In an application consisting of several concurrent kernels in separate streams (e.g., A and B), is it possible to wait for the first stream to complete (i.e., block the calling host thread until either A or B complete)?
cudaStreamSynchronize() does this only for a single stream, is there anything like a UNIX select() on a set of streams in CUDA?
I don’t know if it’s the most efficient way, but you could just have a while(true) loop where it calls cuStreamQuery() on each stream and when one of them is true, break out of the loop. You’ll want to add a call to sleep() in there as well (so you don’t peg the processor with your loop), but you’ll have to try different values to see what works best, depending on how long your kernels run.

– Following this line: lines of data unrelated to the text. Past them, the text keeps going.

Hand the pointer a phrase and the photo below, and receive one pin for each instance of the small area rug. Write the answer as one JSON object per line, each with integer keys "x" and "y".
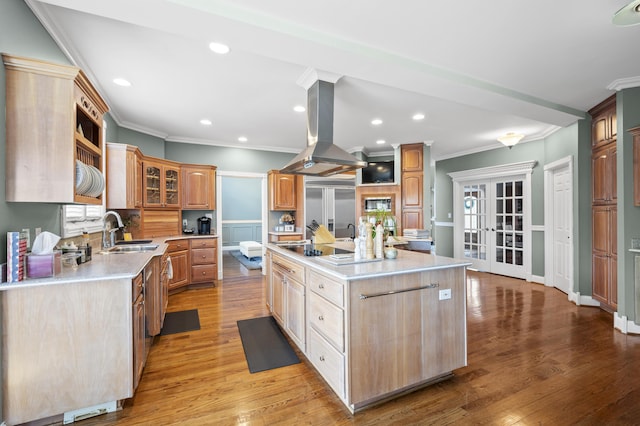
{"x": 265, "y": 347}
{"x": 181, "y": 321}
{"x": 253, "y": 263}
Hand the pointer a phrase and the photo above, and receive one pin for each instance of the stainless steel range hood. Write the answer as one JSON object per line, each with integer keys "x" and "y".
{"x": 321, "y": 157}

Yes, I already considered this, but it’s not really elegant and - as you noted - probably also inefficient in many cases, so I was hoping for a cleaner solution. However, after some more research I think I need a totally different approach anyway. I tried to invoke several kernels in parallel within the same CUDA context and thought streams could do that (the CUDA 2.3 programming guide says in section 3.2.6.1 “Different streams … may execute their commands out of order with respect to one another or concurrently”). On the other hand, “sdk/C/src/simpleStreams/readme.txt” in the CUDA SDK says “Kernels are serialized”. After some experimenting I found out that the latter is true (I wished this would have been clarified in the manual as well).
It looks like command queues in OpenCL could solve the problem (i.e., make the “wait for any”-primitive obsolete), so let me reformulate my question: is there anything like OpenCL command queues in CUDA, or any way to achieve similar behaviour (or maybe planned for a future CUDA release)?
I tried to build a task dependency graph (similar to the command queue in OpenCL). My first attempt was to do all the synchronization on the host, using separate host threads for concurrent paths in the graph. This failed since device memory pointers can’t be shared across host threads. When trying to accomplish the same thing in a single host thread, there must be a way to find out when any kernel has completed because at this point in time a new task is ready for execution (i.e., a new kernel should be launched). This again failed since kernel calls are serialized even if they occur in different streams :-(
So my conclusion for now is to investigate OpenCL where a dependency graph should work out-of-the-box by constructing an appropriate command queue. Nevertheless, I’m curious if such a feature will be included in future CUDA versions as well (or if it is even in CUDA-2.3 and I overlooked it, or at least can be emulated).